As severe winter weather moved across Eastern Montana and into North Dakota, where authorities believe Arnold may be buried, no new information was released Wednesday about the efforts to locate her body.

A spokeswoman for the FBI, Deborah Bertram, was not available Wednesday to provide an update on the search.

Authorities in Sidney, where Arnold went missing Jan. 7, also did not return messages Wednesday.

Evidence connecting two Colorado men being held in a North Dakota jail to Arnold's disappearance has remained cloaked in secrecy.

Public court records obtained this week by The Billings Gazette shed little light on the case against Lester Vann Waters Jr., 47, and Michael Keith Spell, 22.

The two men from Parachute, Colo., have been incarcerated since Jan. 13, the day that authorities announced that a tip from the public led them to a break in the case that has drawn national and international media attention.

Waters and Spell appeared Tuesday in a Williston, N.D., courtroom. There they chose not to be brought voluntarily to Montana, where they have been charged in Sidney City Court with aggravated kidnapping. A judge set their bond at $2.5 million each, the amount requested on the Montana arrest warrants.

The first legal document filed in the case came on Jan. 17 in Sidney City Court, four days after the men's arrests. Sidney Deputy Police Chief Robert Burnison filled out citations for Waters and Spell to appear in city court on the felony charge, which carries the death penalty.

The form citations, usually used for traffic tickets or other municipal infractions, provide a location of the alleged crime - 900 E. Holly St. - and the Montana criminal code number for aggravated kidnapping. The forms do not include any information related to evidence that supports the charges, known as probable cause.

The documents order Waters and Spell to appear before Sidney City Judge Gregory Mohr on Jan. 24 at 2 p.m. That court date is likely to change.

The citations were sent to Williams County, N.D., District Court in Williston hours before the men made their first court appearance on the Montana charges.

Because the men did not waive extradition at that hearing, it could take 30 days or more before a decision is made on whether North Dakota should turn them over to Montana law enforcement. The process could take even longer if Montana authorities ask for more time.

In an unusual action, the notices to appear that were issued to Waters and Spell were replaced the same day they were filed by criminal complaints also filed in Sidney City Court. The subsequent legal documents also contain no affidavits from law enforcement supporting the criminal charges.

Once a felony criminal case reaches District Court, prosecutors are required to provide a probable cause affidavit that explains the reasons for the charges. Often, such affidavits are also filed in Justice Court when a defendant makes an initial appearance.

In this case, none of the charging documents contain any information explaining the basis for the charges.

While Montana state law allows for felony cases to originate in a city court if the crime occurred within city limits, most felony cases are filed in either Justice Court or District Court. Because these charges were filed in a city court, prosecutors are not required to provide a probable cause affidavit.

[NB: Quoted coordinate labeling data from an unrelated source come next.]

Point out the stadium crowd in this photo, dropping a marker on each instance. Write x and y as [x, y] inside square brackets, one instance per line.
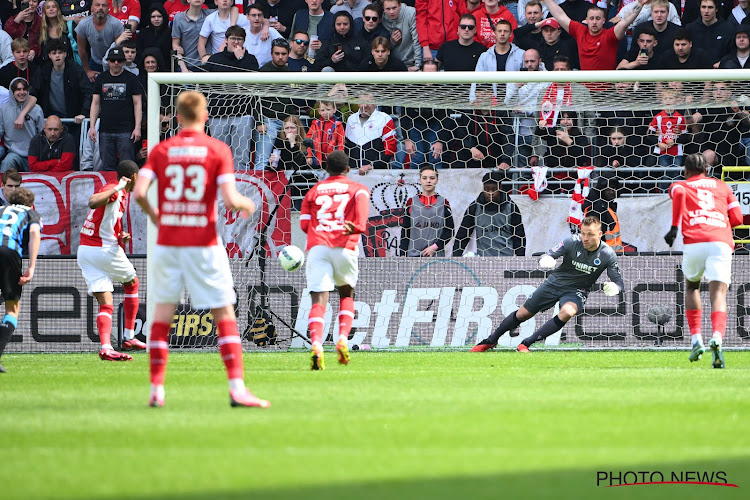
[70, 64]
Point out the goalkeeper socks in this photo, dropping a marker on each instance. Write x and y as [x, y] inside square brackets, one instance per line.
[7, 327]
[719, 322]
[315, 322]
[550, 327]
[230, 347]
[158, 352]
[346, 316]
[104, 323]
[694, 321]
[130, 309]
[509, 323]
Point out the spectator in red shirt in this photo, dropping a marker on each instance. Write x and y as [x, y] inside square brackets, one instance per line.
[597, 46]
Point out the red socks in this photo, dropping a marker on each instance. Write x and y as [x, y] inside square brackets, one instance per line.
[719, 322]
[346, 316]
[230, 347]
[694, 320]
[158, 351]
[315, 322]
[130, 307]
[104, 323]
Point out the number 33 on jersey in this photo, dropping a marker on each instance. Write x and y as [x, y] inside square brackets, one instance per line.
[328, 205]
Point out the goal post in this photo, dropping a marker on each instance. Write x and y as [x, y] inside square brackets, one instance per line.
[584, 133]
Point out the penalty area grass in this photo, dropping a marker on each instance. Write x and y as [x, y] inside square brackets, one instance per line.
[389, 425]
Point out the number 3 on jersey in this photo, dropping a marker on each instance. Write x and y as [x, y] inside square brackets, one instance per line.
[177, 174]
[331, 212]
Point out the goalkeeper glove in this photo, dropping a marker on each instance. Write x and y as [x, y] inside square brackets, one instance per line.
[547, 263]
[611, 289]
[121, 185]
[671, 235]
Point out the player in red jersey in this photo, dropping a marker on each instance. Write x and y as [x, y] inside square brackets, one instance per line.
[707, 210]
[102, 260]
[189, 168]
[334, 214]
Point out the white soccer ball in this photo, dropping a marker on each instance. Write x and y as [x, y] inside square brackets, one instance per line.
[291, 258]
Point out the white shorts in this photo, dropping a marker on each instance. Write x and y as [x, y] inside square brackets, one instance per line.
[204, 270]
[103, 265]
[713, 258]
[326, 267]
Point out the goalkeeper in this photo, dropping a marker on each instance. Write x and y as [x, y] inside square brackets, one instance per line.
[585, 257]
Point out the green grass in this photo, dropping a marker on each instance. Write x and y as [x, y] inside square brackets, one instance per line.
[390, 425]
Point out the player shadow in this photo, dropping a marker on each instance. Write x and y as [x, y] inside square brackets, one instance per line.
[547, 484]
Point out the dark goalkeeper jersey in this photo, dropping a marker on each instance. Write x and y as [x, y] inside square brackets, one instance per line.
[580, 268]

Richland County Attorney Mike Weber said Wednesday that the next step is for the criminal case to be filed in District Court.

"When we file in District Court, then there will be a lot more information," he said.

Meanwhile, it's unclear what influence federal authorities may be exerting in the case because of the FBI's involvement in the investigation and the possibility that Waters and Spell could eventually be prosecuted in federal court.

If Arnold's body is found outside Montana, the case could fall within federal jurisdiction. The FBI became involved in the search for Arnold within days of her disappearance.

At two brief press conferences, Montana and North Dakota law enforcement officials provided some information, but further questions have been referred to the FBI.

On Sunday, the FBI asked for landowners' help in locating Arnold's body in a five-county area around Williston and Sidney. It was unclear Wednesday if there were any developments in the search as a severe winter storm set in.